Sur le plan économique aussi, le pays a basculé. En quelques mois, le climat a totalement changé. Au début de l'année, avant Tiguentourine, on parlait encore d'exportations de gaz, de réserves de change qui pouvaient encore augmenter, et d'opulence, ou plutôt d'insouciance financière. En quelques mois, de nouvelles vérités se sont imposées. Y compris dans le cercle des décideurs économiques, comme le révèle la récente polémique entre le ministre de l'énergie, M. Youcef Yousfi, et le patron de Sonatrach Abdelhamid Zerguine.

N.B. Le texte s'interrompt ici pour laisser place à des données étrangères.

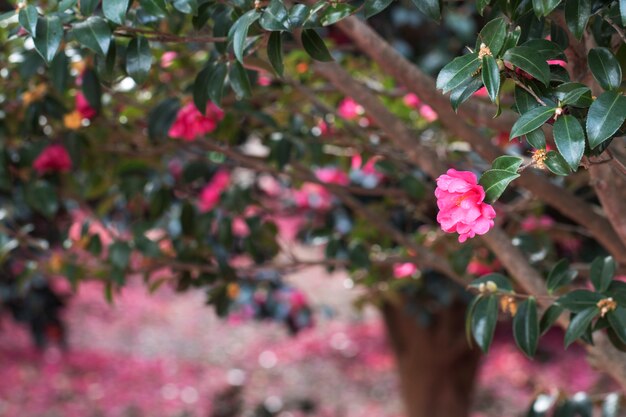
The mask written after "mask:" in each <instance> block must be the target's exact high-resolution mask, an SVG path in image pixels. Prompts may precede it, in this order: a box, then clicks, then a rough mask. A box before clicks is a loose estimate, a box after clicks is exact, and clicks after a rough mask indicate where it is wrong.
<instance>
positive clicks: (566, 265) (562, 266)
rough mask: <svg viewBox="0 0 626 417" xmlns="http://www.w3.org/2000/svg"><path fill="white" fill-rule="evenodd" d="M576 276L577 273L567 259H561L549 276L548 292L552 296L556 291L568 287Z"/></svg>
mask: <svg viewBox="0 0 626 417" xmlns="http://www.w3.org/2000/svg"><path fill="white" fill-rule="evenodd" d="M576 275H577V272H576V271H575V270H572V269H570V268H569V262H568V261H567V259H561V260H560V261H559V262H557V263H556V264H555V265H554V266H553V267H552V269H551V270H550V273H549V274H548V281H547V283H546V287H548V292H549V293H550V294H552V293H553V292H554V291H555V290H557V289H559V288H561V287H563V286H565V285H568V284H569V283H571V282H572V281H573V280H574V278H576Z"/></svg>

Ce qui a changé sur le terrain économique? On admet désormais que l'Algérie a atteint son pic énergétique durant la seconde moitié de la décennie écoulée, en gros entre 2005 et 2010. Et que désormais, la production d'hydrocarbures va baisser, au mieux stagner, sauf découverte majeure, peu probable, ou recours massif au gaz de schiste sur le long terme. On admet aussi, et surtout, que le rythme des exportations va baisser progressivement, avec le boom de la consommation interne. Et que ces exportations vont ramener moins de recettes en devises, d'autant plus que le prix du gaz va baisser, face à une concurrence féroce, à une offre abondante et à une consommation mondiale en berne.

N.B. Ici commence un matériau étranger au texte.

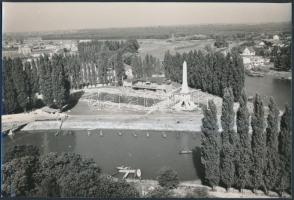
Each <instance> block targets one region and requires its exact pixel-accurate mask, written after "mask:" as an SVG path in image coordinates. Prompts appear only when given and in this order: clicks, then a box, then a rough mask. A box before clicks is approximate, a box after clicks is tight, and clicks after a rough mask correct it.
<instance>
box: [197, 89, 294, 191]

Face à ces indices inquiétants, le pays a peu de choses à proposer, à l'exception d'un niveau de consommation élevé, d'une exigence de consommation encore plus élevée, alors que la production reste désespérément faible. Le premier ministre Abdelmalek Sellal l'a encore reconnu la semaine dernière, lui qui n'arrive pas à s'expliquer la faible performance des entreprises. La production industrielle représente à peine 5% du PIB, un chiffre si bas qu'il est impossible d'envisager, à court terme, de voir l'activité industrielle atteindre un seuil acceptable. Cette somme d'incertitudes paralyse le pays, qui se trouve face à ce paradoxe, si souvent relevé : comment un pays, avec autant d'atouts, parvient-il à faire aussi mal, au point de s'installer dans le doute ? Comment a-t-il réussi à créer de mauvais partis, des entreprises non performantes, une administration inefficace ? Comment a-t-il pu détruire les valeurs morales et politiques qui ont fait son histoire ?

En ces temps d'incertitude, où le doute s'installe, où une pensée insidieuse laisse entendre que c'est comme ça et pas autrement, que le pays est condamné à vivoter, à ne pas avoir d'ambitions, à subir le cours de l'histoire ; en ces temps où un discours révisionniste s'instaure et menace de devenir dominant, il devient nécessaire de revenir à quelques fondamentaux qui ont permis au pays d'avancer. Pour faire en sorte que demain soit synonyme de certitudes et d'espoir, non un monde d'incertitudes et de menaces.